We’ll look more closely at each of the precepts in later posts, but here’s a quick summary of how they’re usually understood:

1. The first precept is related to the practice of avihimsā, which is nonviolence, harmlessness, the absence of cruelty. For many Buddhists, but not all, this means vegetarianism, or even veganism. The central aim is to abstain from causing suffering to other sentient beings, human and non-human alike.

2. The second precept is obviously about not stealing, but it’s also a little more subtle. It’s about not manipulating people into giving, doing or saying things that they don’t give, do or say freely and voluntarily.

3. The third precept does not take the kind of moralistic attitude toward sex that we often see in the West. There’s no sense that sex itself is bad or sinful, but rather that since it’s such a basic human urge, it’s very susceptible to being misused, to being the source of harm. Obviously this covers issues like rape or sexual abuse, but it also covers sex that causes harm or pain to another married or partnered couple, or compulsive sex that causes harm to ourselves.
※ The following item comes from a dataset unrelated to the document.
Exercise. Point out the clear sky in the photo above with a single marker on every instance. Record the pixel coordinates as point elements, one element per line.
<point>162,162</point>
4. The fourth precept is about telling the truth, but not just in the sense of not lying. Buddhists are very concerned with attaining a vision of reality as it really is, and speech is one way that we can (further) distort reality for one another, not just through lying, but also through exaggerating, gossiping, and speaking ill of people.

5. The fifth precept is about drinking and taking drugs. Again, it’s not so much that these things are sinful in themselves, but rather that they interfere with mindfulness, the truthful and direct experience of the here-and-now. Some people take the fifth precept as a call to complete abstention, while others (usually the ones with more self-control!) take it as a reminder to stop after one or two.

We’ll end with the positive formulations of the five precepts, the flip side of the same coin in each case.

1. With deeds of loving kindness, I purify my body.
2. With open-handed generosity, I purify my body.
3. With stillness, simplicity and contentment, I purify my body.
4. With truthful communication, I purify my speech.
5. With mindfulness clear and radiant, I purify my mind.

If the negative formulations are the stick, at least of a sort, the positive formulations are the carrot. They are the benefits that one may gain, “purified” body, speech, and mind that are not as vulnerable to the urges, the whims, the moods, the dissatisfaction, and the general uncertainty – the suffering – that we live with.